My parents raised me to spend
responsibly, to save, and to be fiscally responsible. I thank God for this on a regular basis. At the time I was 16 and working my first
job, my Dad required me to tithe 10% of my income to our church, save about 40%
of my earnings in a savings account, and I could spend the rest. Of course, this was irritating. I had name brand jeans to buy, movies to see,
and a gas tank to fill! But they
instilled in me financial discipline and responsibility.
In my thirties, when I became a
single mother of two, I relied heavily on this foundation. I became an expert budget creator and
implementer. Even if it meant a regular
rotation of grilled cheese, hot dogs, and mac and cheese, we were living within
our means. Mommy wasn’t spending much on
herself in the way of new clothes, purses, shoes, pedicures, etc. Mommy was supporting two children and trying
to hold onto the house they’d known all or most of their lives as “home.”
A significant recession hit
during my thirties, and my salary was reduced.
Again, I turned to my budgeting skills to figure out how to make ends
meet. Things that once seemed mandatory
or needed were reclassified as luxurious and merely wanted. This included the
Sunday paper, cable TV, name brand products, and the retirement of my
much-loved but impractical Mustang.
There were many acts of financial
kindness during the rougher times though.

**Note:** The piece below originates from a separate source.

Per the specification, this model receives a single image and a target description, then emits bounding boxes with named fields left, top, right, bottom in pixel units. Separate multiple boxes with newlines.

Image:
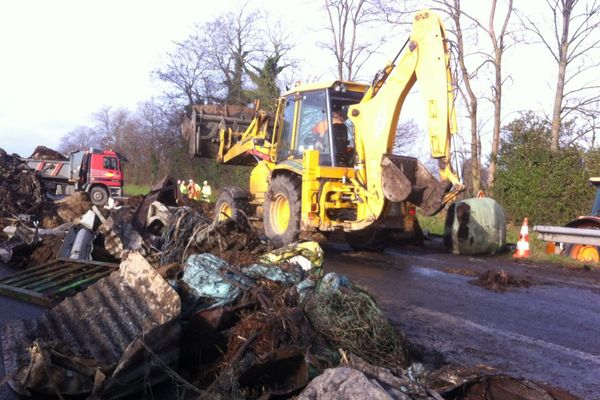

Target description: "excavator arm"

left=348, top=10, right=463, bottom=220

My parents would often help out in large and small ways, whether it be
taking the kids for a haircut and refusing to be reimbursed, or picking up a
“pre-Christmas” new coat the kids needed, or inviting us over to dinner. I had friends that would babysit for free
when I had an appointment. I once
received an anonymous $100 Kroger gift card with a note saying the sender
admired the grace with which I handled the difficulties n life. God continued to look out for me, and I
continued to do my part in being responsible and strategic with whatever
resources I had.
But the biggest transformation
occurred in my late thirties when I finally decided to truly tithe to my
church. I had always given offerings,
but honestly it was only amounts that were comfortable for me and did not put
me in any hardship. I felt good about
those chincy offerings. But my pastor
helped me to see that tithing is commanded of us, and is actually a joyful, God-honoring
behavior that tremendously helps in building faith and trust in God. Since I began tithing 14 months ago, my life
has changed. Money has literally shown
up when it was most needed, and in the most unexpected ways. It has changed my life and I will never go
back to dropping a twenty here and there in the offering plate. It's something I want and need to do, and it makes me happy. Is it possible I'm finally growing up?